Mudança no ITR pode impedir cobrança sobre terras invadidas e limitar avaliações abusivas

A falta de critérios uniformes para definir quanto vale a terra nua, as dificuldades para contestar avaliações feitas pelos municípios e a cobrança sobre propriedades invadidas estão no centro de uma proposta que pode mudar o Imposto sobre a Propriedade Territorial Rural (ITR). O Projeto de Lei 1.648/2024 está pronto para votação na Comissão de Assuntos Econômicos (CAE) do Senado.

O ITR é um tributo federal declarado anualmente pelo proprietário rural. Embora pertença à União, sua fiscalização e cobrança podem ser transferidas aos municípios por convênio. A base do cálculo é o Valor da Terra Nua (VTN), que deve considerar o imóvel sem construções, instalações, culturas, pastagens cultivadas e outros investimentos feitos pelo produtor.

Na prática, porém, entidades do agronegócio relatam diferenças expressivas entre os valores declarados pelos produtores e as referências utilizadas por alguns municípios.
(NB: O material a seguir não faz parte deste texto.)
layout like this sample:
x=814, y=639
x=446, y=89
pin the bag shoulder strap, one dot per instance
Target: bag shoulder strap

Um dos principais problemas é a dificuldade de acesso aos levantamentos e à metodologia que justificam o VTN adotado pelo poder público. Quando a declaração é revista, o produtor pode receber a cobrança da diferença acrescida de juros e multa.
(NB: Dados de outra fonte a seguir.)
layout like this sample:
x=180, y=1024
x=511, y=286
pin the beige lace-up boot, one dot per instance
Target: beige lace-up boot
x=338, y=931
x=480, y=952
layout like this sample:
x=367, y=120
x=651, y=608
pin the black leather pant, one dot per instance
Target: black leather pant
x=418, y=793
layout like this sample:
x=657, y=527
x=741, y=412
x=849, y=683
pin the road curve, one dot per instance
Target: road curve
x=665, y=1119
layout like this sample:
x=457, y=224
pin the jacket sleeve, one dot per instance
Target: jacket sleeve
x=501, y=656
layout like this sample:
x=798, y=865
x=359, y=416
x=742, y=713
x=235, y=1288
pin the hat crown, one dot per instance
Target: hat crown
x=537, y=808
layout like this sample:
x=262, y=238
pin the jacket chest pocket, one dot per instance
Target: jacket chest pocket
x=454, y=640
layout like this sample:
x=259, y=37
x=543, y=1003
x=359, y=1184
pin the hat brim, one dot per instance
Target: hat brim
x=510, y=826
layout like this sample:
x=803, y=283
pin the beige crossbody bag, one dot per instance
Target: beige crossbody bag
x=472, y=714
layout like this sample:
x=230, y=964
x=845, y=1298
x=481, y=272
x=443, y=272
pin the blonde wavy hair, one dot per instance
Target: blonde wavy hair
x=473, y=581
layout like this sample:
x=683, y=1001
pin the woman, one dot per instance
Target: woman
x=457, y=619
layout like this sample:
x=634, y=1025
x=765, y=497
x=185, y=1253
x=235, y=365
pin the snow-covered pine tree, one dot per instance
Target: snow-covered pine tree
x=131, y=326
“Não se discute a obrigação de pagar o imposto. O que o produtor pede é transparência para saber como aquele valor foi calculado. Quando a metodologia não é apresentada, ele não consegue verificar se o VTN corresponde à realidade da região nem exercer plenamente seu direito de defesa”, afirma o presidente do Instituto do Agronegócio (IA), Isan Rezende (foto).
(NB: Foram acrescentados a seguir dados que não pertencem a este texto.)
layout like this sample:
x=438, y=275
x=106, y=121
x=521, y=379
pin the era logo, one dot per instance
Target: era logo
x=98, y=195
O projeto determina que a apuração considere fatores como aptidão agrícola, localização e dimensão do imóvel, além de levantamentos realizados pelas secretarias estaduais e municipais de Agricultura. O relatório em análise também permite ao contribuinte apresentar um contralaudo técnico quando discordar da tabela do Sistema de Preços de Terra da Receita Federal. Esse documento teria validade de cinco anos.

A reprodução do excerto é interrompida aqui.